Broadside LOCSinging as114210, as well as one cited by Lehr/Best as being printed in _Minstrelsy of Maine_ by Eckstorm and Smyth, have the site as Mt Desert Rock. There is a Mount Desert Rock in Maine which has been the site of a number of wrecks; there have also been a number of [ships named] _Union_ with St John's registry wrecked; I cannot find any _Union_ wrecked at Mount Desert Rock, or wrecked around February 9 (the date in the broadside), or November 18 or January 14 (the date in Lehr/Best versions A and B, respectively).

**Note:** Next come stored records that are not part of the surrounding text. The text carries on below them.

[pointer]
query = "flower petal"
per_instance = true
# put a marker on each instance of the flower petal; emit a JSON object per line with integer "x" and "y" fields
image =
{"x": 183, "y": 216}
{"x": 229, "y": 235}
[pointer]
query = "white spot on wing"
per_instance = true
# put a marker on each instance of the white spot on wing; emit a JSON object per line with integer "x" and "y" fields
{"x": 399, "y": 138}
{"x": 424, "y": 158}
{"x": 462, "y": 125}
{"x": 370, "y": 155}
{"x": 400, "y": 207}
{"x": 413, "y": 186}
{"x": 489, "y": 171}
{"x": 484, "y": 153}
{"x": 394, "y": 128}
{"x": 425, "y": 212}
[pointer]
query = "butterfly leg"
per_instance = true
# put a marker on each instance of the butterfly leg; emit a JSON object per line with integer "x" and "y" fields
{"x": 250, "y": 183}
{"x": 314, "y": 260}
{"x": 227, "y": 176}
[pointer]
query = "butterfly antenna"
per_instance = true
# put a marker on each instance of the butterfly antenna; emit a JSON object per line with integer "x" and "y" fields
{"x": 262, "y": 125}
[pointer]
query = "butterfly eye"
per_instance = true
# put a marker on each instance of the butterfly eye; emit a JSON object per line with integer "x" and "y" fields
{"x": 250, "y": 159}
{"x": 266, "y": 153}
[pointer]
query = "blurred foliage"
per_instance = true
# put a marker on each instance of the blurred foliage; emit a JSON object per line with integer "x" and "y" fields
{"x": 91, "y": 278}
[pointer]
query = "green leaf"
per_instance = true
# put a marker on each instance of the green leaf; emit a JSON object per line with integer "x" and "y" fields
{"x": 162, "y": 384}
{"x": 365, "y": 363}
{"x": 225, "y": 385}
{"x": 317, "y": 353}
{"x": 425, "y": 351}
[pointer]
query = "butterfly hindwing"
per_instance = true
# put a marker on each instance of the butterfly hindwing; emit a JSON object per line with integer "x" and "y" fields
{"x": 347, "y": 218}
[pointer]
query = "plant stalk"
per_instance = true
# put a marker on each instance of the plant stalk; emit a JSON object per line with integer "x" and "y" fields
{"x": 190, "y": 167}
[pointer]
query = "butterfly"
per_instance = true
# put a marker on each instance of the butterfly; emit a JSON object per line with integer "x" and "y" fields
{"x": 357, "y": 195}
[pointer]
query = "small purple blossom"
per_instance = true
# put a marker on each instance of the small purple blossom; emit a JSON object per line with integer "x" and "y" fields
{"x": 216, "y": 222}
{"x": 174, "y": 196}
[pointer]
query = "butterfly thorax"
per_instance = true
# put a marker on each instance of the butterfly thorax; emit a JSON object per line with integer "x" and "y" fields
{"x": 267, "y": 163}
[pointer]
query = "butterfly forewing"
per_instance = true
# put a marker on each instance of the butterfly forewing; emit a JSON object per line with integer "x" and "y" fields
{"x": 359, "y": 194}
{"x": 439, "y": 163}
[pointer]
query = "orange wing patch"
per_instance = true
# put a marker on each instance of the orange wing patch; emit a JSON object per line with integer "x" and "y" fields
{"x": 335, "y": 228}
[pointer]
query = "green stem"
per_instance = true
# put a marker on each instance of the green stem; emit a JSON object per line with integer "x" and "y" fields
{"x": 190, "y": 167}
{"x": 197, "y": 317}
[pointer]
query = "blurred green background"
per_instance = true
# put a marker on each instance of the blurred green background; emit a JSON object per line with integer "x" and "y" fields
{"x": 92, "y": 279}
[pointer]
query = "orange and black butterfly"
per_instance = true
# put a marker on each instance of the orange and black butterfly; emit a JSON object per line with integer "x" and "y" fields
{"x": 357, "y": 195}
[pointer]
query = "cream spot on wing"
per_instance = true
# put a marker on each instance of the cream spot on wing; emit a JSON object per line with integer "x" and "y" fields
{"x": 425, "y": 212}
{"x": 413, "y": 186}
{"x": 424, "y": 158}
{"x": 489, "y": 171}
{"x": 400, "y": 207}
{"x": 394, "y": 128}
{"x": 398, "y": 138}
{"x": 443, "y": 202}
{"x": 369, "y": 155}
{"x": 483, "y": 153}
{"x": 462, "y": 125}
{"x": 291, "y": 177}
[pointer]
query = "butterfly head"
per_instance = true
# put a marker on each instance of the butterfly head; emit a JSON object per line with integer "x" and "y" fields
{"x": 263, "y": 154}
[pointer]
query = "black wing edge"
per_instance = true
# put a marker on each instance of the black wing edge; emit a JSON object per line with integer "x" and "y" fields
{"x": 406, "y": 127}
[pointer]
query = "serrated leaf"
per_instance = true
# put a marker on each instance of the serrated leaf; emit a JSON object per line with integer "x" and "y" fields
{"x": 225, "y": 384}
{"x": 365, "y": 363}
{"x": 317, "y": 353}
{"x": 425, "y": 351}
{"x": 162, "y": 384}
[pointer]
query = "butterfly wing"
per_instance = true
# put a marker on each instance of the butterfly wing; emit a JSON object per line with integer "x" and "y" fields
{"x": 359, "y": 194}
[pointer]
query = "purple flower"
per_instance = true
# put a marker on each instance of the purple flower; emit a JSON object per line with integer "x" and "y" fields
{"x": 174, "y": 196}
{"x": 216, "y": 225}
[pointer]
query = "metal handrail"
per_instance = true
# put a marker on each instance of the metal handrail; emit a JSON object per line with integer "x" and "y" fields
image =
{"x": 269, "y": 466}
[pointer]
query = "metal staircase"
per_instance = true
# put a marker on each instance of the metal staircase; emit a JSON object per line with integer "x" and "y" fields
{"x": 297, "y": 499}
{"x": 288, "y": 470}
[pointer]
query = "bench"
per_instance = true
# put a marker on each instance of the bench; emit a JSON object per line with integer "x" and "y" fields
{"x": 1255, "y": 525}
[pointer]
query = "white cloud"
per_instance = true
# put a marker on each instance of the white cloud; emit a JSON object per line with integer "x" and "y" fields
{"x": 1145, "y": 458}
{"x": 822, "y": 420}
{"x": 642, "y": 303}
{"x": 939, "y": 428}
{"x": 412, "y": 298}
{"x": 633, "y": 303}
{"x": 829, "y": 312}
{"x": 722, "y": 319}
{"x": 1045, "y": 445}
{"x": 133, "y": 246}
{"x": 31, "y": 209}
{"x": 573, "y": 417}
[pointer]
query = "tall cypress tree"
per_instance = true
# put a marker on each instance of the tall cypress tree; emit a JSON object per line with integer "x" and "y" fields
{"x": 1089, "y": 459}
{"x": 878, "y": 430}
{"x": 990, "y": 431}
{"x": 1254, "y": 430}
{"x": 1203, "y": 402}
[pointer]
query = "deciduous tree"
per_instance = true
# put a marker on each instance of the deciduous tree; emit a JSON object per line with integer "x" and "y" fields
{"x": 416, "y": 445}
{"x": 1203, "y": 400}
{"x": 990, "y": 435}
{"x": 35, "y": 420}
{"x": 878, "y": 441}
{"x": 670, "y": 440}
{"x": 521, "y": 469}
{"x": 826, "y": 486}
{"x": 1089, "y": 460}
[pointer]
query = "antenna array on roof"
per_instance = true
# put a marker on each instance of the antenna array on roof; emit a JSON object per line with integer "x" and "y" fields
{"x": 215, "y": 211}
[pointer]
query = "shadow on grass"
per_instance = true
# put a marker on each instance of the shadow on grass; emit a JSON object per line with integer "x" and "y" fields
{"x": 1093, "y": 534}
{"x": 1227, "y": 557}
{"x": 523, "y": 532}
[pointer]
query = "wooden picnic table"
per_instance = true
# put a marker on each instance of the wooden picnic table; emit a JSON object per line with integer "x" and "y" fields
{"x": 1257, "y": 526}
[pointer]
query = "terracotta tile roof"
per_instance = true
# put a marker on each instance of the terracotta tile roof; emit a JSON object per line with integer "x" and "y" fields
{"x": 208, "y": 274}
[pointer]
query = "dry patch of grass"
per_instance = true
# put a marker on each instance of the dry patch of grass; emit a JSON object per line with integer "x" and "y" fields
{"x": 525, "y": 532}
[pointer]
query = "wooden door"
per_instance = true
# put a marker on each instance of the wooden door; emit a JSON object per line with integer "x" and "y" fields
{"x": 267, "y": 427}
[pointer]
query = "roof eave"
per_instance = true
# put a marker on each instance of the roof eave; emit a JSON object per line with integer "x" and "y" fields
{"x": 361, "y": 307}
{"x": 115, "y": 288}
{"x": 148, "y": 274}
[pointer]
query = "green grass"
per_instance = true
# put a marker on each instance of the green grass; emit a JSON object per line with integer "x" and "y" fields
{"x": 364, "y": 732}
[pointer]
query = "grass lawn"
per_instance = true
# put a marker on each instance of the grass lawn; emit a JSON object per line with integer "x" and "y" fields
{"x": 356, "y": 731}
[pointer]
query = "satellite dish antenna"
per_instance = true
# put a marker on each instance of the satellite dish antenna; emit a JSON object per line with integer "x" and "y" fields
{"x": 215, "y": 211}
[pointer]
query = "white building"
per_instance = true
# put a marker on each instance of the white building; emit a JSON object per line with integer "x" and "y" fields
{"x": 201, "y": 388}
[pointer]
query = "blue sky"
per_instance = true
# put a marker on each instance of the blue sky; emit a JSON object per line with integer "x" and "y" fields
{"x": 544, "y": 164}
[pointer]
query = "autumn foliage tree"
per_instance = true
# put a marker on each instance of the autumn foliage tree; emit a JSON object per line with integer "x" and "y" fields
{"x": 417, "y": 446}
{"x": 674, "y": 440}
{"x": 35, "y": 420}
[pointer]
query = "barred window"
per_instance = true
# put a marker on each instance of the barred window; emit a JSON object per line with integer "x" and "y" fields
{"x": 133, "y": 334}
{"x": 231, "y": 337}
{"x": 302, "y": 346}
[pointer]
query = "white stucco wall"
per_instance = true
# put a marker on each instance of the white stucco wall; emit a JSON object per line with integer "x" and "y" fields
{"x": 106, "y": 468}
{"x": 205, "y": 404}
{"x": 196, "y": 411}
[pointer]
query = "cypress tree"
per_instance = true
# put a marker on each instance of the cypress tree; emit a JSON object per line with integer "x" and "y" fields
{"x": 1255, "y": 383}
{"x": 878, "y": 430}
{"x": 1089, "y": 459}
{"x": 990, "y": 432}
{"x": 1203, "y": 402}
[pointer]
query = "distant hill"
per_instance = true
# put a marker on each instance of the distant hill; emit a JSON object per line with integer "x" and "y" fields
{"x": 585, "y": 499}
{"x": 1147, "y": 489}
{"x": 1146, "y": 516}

Eckstrom and Smythe _Minstrelsy of Maine_: "nobody knew it, but only knew someone else who used to know it. [One of the three] leaders in popularity among the shipwreck songs of the Maine coast ... About 1904, Mr Walter M Hady ... learned that the Union was a brig, wrecked off the Maine coast at least as early as 1837 .... [One broadside] may yet show that the wreck of the Union dates back into the eighteen-twenties." ( pp. 270, 276, 280). Unfortunately the broadside at America Singing is undated (printed by L Deming, No 62 Hanover Street, Boston). It would be nice to be able to date it early enough to rule out the Dec 21, 1884 wreck of the schooner Union, registered at St John, NB, at Mt Desert Island en route from New York to St John. (source: Northern Shipwrecks Database). - BS

Broadsides

  • LOCSinging, as114210, "Union of St. Johns," L. Deming (New York), 19C

References

  1. Peacock, pp. 978-980, "The Union from St John's" (1 text, 2 tunes)
  2. Lehr/Best 112, "The Wreck of the Union" (2 texts, 2 tunes)
  3. Roud #4371
  4. BI, Pea978

About

Author: unknown
Earliest date: 1952 (Peacock); 19C (broadside, LOCSinging as114210)
Keywords: death sea ship storm wreck
Found in: Canada(Newf) US(NE)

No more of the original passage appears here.